April fell in love with technology from the moment her dad brought home the family’s first computer, but it wasn’t until halfway through college that she realized it could become a career. Although coding has certainly changed since April first started teaching herself to code, what hasn’t changed is her enthusiasm for building websites and applications, which she shares with all of her CodeWizardsHQ students.
It All Started With an Apple IIe
April grew up loving animals and wanted to become a veterinarian, but everything changed when her family got their first home computer. That computer opened up a whole new world and April started building her own games at home and taking all the computer classes she could find as early as elementary school. It took a little longer for this side passion to become a career, though.
“It didn’t occur to me that it could be a career opportunity. I actually even went to school to be a veterinarian because it just never occurred to me that computers were a thing. Somewhere in there I realized that my passion was actually programming, so I switched majors and went from there.”
April currently has a full-time programming job in addition to teaching at CodeWizardsHQ, but she’s found her coding background to be helpful throughout her career even when she’s had jobs that haven’t directly involved programming.
“It’s always helped me in my jobs knowing how computers work and being comfortable with computers. It’s helped me kind of excel and stick out in any job I was doing.”

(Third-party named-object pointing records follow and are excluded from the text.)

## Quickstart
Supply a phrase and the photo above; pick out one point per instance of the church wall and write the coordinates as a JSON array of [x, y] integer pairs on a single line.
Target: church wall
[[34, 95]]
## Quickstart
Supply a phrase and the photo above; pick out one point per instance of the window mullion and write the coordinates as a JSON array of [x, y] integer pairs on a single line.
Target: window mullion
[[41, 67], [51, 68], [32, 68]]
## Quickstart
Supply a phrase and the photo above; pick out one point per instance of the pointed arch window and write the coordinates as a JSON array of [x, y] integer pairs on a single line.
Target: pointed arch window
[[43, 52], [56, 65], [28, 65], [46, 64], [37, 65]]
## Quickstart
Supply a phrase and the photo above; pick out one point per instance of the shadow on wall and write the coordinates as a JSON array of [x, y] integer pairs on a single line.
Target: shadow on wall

Sharing Her Passion With the Next Generation
April’s husband discovered CodeWizardsHQ over a year ago and knew teaching would be a perfect fit for his wife. Although her husband and three sons (ages 14, 25, and 27) have varying levels of interest in technology, none of them share her same passion for coding, so April especially loves seeing her students discover the magic of coding.
“Some of my favorite moments come from the first Python class they take after Scratch. They’re having fun with Scratch but it doesn’t occur to them as programming. So those first few classes when you give them some words to type and they type in the words and it runs, I wish I could record all of those faces, all of those moments. They just get so excited, you could just see them jumping up and down and excited because they’re actually programming,” she says.
April wholeheartedly believes in the benefits of teaching coding to kids, both to expose them to a whole new interest and for all the ways coding can help kids in life even if they don’t make it a career.
“You don’t know if you love it until you try it,” she says, “and then it helps everywhere in life. It helps with a certain way of thinking and how you analyze things and how you think about problems. And then almost everything, especially every electronic we use, involves coding, so even having a little bit of knowledge on how things work, if for some reason you had to go fix something, you would at least know where to start.”
For students who struggle with learning new coding concepts at first, April is able to relate to that frustration first hand while also pointing out all the great resources that CodeWizardsHQ has to help kids in their coding journeys.
“The first time I decided to switch from just application development to website development I felt like I was trying to type a letter in French and I don’t know French, like I had to look up every single word. The first website I built from scratch took me months and months and months and now of course I can do one in days. If you love it, you just have to keep with it, and there’s tons of resources online for CodeWizards students. If you love it, it’s totally worth it and it gets easier every time.”